Hue Shifts with Brightness
The same hue looks different at different luminance levels — not just lighter or darker, but a different color
Slide through different hues and watch the lightness ramp. At lower lightness values, reds can appear to drift toward deeper crimson. At higher lightness, they shift toward orange or yellow. Blues intensify toward violet at low lightness and shift toward cyan at high lightness. These are not rendering artifacts — they reflect how the human visual system processes hue at different luminance levels.
Bezold-Brücke Shift
Discovered in the 19th century and confirmed by modern psychophysics, this effect shows that hue perception is not independent of luminance. When you lighten or darken a color to create tints and shades, you are not just changing brightness — you are subtly changing the perceived hue. This explains why a brand red that looks perfect at medium lightness may appear slightly orange when used as a highlight tint. Always verify that your lightest and darkest tints still read as the intended color family.
Designing for Perception
Practical rules for building palettes that work across contexts
Never Use One Palette for Both Modes
Light and dark modes are different perceptual environments. Create separate palette variants that account for the Stevens and Hunt effects.
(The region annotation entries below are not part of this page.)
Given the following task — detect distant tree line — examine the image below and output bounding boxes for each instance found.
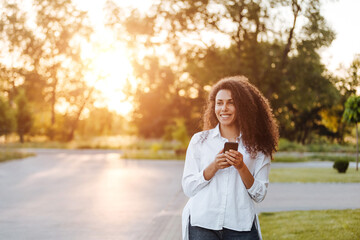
[107,0,360,143]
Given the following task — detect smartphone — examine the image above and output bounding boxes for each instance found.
[224,142,239,152]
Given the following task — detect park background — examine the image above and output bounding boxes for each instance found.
[0,0,360,239]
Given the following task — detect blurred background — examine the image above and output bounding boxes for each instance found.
[0,0,360,240]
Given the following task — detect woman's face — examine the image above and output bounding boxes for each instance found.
[215,89,236,126]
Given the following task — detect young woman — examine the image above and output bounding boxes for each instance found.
[182,76,278,240]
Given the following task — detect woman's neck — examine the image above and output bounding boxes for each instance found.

PerfectPalette can evaluate both variants independently to ensure they each meet accessibility thresholds.
Test Colors in Context
A swatch in your design tool looks different than the same color surrounded by your actual UI elements. Always test palette colors on their intended backgrounds — what passes in a color picker may fail in your layout.
Boost Saturation for Dark Mode
Increase saturation by 10–15% for accent colors in dark mode to compensate for the Hunt Effect. Without this adjustment, colors will appear washed out compared to their light-mode counterparts.
Increase Contrast for Dark Mode
The Stevens Effect compresses perceived contrast in low-luminance environments. If 4.5:1 is your light-mode minimum, aim for 5.5:1 or higher in dark mode to achieve the same perceived separation between foreground and background.
Watch for Hue Shifts in Tint Ramps
The Bezold-Brücke shift means that tinting and shading a color can subtly change its perceived hue. Verify that your lightest and darkest tints still read as the intended color family, especially for brand-critical colors.